The sun glared. The heat wrapped us up in its devouring embrace.
“By the statue of the Agony in the Garden,” I mumbled.
“I found the grave,” my brother said.
I stared at the stone. In gray and black it spelled out very few facts about the man:
James William Key, MD
January 30, 1953 – July 2, 2003
I found that I couldn’t cry at the grave.
After leaving the cemetery we stopped by the church he was raised in, where he had taken us, and where his funeral was held. When I entered the chapel, my heart became confused. It both sank deep into my stomach and somehow also rose up to my throat. I stared at the golden monstrance, stared at the Body of Christ, and did my best to offer it all up to him. In the restaurant we went to at lunch, I felt like my face gave me away. People looked up at me as I walked towards our table, and they looked into my eyes. I tried to smile, but I think the eyes gave me away. There they found the impenetrable sadness, the grief unexpressed.
Yesterday marked the 12th anniversary of my father’s death. July 2nd has been the weirdest day of the year for me since then. Not necessarily the saddest, but certainly the strangest. It’s hard to put into words, but I need to try. That’s why I’m writing this post, so that I might be able to formulate both to myself and to those around me the state of my heart on July 2nd.

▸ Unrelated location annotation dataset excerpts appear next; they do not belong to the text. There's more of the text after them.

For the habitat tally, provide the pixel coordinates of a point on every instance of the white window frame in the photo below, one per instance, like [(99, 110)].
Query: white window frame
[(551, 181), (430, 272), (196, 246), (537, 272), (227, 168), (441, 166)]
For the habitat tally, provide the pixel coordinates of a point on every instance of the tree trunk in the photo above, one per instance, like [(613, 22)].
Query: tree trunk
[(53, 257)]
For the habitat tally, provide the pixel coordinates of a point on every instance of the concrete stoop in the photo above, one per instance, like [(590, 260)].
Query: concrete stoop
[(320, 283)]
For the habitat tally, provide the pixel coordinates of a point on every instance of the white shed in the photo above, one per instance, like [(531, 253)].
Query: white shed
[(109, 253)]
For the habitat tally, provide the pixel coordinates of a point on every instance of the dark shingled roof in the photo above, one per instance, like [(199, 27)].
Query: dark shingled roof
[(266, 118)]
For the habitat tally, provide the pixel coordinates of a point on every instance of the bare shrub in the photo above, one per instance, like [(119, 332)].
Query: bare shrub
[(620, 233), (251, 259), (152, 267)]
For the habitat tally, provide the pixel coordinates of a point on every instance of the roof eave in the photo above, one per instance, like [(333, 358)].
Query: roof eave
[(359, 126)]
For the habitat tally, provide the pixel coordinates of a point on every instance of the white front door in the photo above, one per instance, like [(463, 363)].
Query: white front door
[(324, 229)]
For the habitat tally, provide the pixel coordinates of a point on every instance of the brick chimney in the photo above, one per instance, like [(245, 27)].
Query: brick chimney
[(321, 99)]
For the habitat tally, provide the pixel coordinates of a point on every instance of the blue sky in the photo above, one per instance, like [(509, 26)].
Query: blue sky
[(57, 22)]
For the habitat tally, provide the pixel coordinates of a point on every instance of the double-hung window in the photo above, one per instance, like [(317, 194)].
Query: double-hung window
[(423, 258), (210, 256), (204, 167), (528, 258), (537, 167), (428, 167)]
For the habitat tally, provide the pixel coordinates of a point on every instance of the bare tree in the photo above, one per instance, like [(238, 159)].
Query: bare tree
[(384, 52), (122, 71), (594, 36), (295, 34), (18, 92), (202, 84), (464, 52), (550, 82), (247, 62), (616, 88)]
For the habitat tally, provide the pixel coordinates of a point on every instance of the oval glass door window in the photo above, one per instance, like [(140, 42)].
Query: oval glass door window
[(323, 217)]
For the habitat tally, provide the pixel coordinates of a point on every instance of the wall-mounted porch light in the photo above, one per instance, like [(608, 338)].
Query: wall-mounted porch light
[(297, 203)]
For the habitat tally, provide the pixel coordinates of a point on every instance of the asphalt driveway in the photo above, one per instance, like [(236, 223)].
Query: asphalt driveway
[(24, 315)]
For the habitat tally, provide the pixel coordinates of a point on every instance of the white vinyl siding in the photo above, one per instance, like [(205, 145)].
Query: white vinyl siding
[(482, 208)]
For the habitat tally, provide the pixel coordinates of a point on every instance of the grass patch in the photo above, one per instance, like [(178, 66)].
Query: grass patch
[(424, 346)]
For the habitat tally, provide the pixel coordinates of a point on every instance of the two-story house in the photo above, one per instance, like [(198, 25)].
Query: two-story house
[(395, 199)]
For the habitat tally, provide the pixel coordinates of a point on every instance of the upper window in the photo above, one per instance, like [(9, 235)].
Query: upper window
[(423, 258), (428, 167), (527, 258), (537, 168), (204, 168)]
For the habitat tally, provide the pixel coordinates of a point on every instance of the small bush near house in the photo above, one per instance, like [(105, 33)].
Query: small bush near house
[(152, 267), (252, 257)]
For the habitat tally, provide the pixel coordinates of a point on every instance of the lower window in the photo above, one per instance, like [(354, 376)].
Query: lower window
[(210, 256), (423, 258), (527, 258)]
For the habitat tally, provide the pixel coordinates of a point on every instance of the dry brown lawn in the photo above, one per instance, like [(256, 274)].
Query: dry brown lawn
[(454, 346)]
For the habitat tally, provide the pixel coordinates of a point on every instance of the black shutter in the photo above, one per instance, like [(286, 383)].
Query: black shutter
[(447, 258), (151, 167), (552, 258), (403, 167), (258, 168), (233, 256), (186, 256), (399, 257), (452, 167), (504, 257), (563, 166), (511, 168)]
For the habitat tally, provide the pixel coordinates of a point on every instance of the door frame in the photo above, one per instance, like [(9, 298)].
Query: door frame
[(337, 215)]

The cold and curt gravestone cannot capture who the man was. He had been a son, a brother, a husband, a father, a friend, a doctor, a Catholic, a football player and coach, a lover of musicals, a fan of the Beatles, a restorer of the family beach house. He was many wonderful things. But people are complicated. He was complicated, too. He was sad, very sad. An inexplicable sadness, an incurable pain clouded over him. It was his cross that he did not know how to bear. Not only was he sad, he was also angry at times. He couldn’t really control it. He was sick as well as sad. He was very sick. Because of the sickness, he sometimes said and did terrible things. Though he never physically hurt me, sometimes I was afraid of him. But mostly, I loved him, and I was sad that he was so sad. I was only eight when he died. I couldn’t process it. I couldn’t understand it. I wept for hours. I remember going to the viewing, and seeing his body in the casket and thinking, “Surely he’s going to wake up now. It’s all just been an elaborate misunderstanding, an elaborate joke.” But he never woke up, and the casket was closed. On the day of the funeral, I had a difficult time crying. I thought that I ought to be crying as his daughter. But I couldn’t. My emotions were mixed. I loved my dad, and I was so sad that he was gone, but in a terrible way I was relieved, too because I also feared him at times. And then I felt even more terrible for feeling relieved. How could a daughter be relieved by her father’s death?
My mixed feelings spiraled and I spent my third grade year in a depression that my classmates could not understand.
On July 2nd of every year, I still have mixed feelings. I have sorely felt his absence in my life. Now those feelings are dominated by a sadness for his sickness, and I am no longer relieved that he’s gone. But I began to build walls to “protect myself” from others when I was 8, and I really only stopped building them when I was 16 or 17. Since then, I have been working on taking them back down and truly embracing the people around me. However, it’s all a process. I rediscover new walls often. I cry my eyes out on days where nothing significant has happened, but I simply recall a new facet to the man who was my dad. Yet I can’t cry on the anniversary of my dad’s death. He was complicated. I am complicated. Life is complicated.
Something I have learned from the things that have happened to those that I love and from the things that have happened to me is that you never know what cross someone is bearing. Most people I meet, and probably most people who read this probably had no idea that my dad, his death, and his memory have been some of my most profound struggles in my life. We never know the cross people are bearing. Often, people are struggling up Calvary, and they feel that they must struggle in silence. Often, people struggle and manifest their stress in being unkind or violent because they do not know how else to release their pain.
Man struggles. Man is wounded. Our world and our hearts have been invaded by the horrors of sin, suffering, and death. We are the walking wounded. But I implore you, whatever it is that you are struggling with, let not your wounds wound others. I have spent too much of the last 12 years wounding others because of the wounds I carry and the walls I built. Instead of wounding further, try a healing course. If you are wounded spend time thinking of the people around you who are also surely carrying wounds. Let your wounds make you more compassionate and more empathetic towards those you meet. Begin to heal the wounds instead of harming others; help instead of hindering relationships by your walls. Allow your wounds help you embrace faith, hope, and charity. I need to allow my wounds, and Jesus Christ my Healer, to do the same for me.
Please pray for me and my family and the crosses we bear. Please know I’m praying for you, too. May God bless you on this strange yet marvelous journey of life.